A randomized, multicenter, open phase II study of cetuximab with docetaxel, cisplatin as induction chemotherapy in unresectable, locally advanced head and neck squamous cell carcinoma (LA-HNSCC).

Abstract

6069 Background: In this randomized phase II trial, we investigated the efficacy and safety of cetuximab in induction chemotherapy and followed by concurrent chemoradiotherapy (CCRT) in LA-HNSCC. Methods: Patients were randomized to receive 3 cycles of docetaxel (75 mg/m2) and cisplatin (75 mg/mg2) every 3 weeks with or without cetuximab (CDP vs. DP).
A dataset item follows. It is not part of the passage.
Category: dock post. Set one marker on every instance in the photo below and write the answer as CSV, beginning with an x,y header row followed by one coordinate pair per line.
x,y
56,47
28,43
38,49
CCRT was given as a definitive treatment. Patients in CDP arm received CCRT with weekly cetuximab (250 mg/m2) and cisplatin (30 mg/m2), while patients in DP arm received CCRT with weekly cisplatin. Primary endpoint was objective response rate (ORR) after induction chemotherapy. Results: 92 patients were randomized to receive either CDP (48) or DP (44). The median age was 59 years (range 29 – 73 years). The location of primary disease included oropharynx (41), hypopharynx (24), larynx (13) and oral cavity (14). 40 of the 48 patients in CDP arm and 40 of the 44 patients in DP arm completed 3 cycles of chemotherapy. Reason for incompletion in CDP arm included hypersensitivity (1), septic shock (1), skin rash (1), seizure (1), arterial thrombosis (1), unexplained death (1), unsatisfactory response (1), and withdrawal of informed consent (1). ORR to chemotherapy in CDP arm and DP arm was 81% (4 CR and 35 PR) and 82% (4 CR and 32 PR), respectively. 3 patients were not evaluable for response in CDP arm due to unexplained early death (1), septic shock (1), and hypersensitivity reaction after the first dose of cetuximab (1). CCRT completion rate after the completion of CDP and DP was 80% and 85%, respectively. Median PFS and OS were not reached in either arm, with a median follow-up time of 33 months. CDP arm showed 70% and 88% of PFS and OS rate, while DP arm showed 56% and 74% of PFS and OS at 3 years, when intend-to-treat analysis was performed. If we limited to the patients who received 3 cycles of CDP or DP, we saw 78% and 59% of 3-year PFS rate, respectively and 94% and 73% of 3-year OS rate, respectively. Conclusions: Addition of cetuximab during induction and CCRT phase may compromise completion rate of 3 cycles of induction chemotherapy but does not compromise completion of CCRT and shows promising survival data. Clinical trial information: NCT00623558.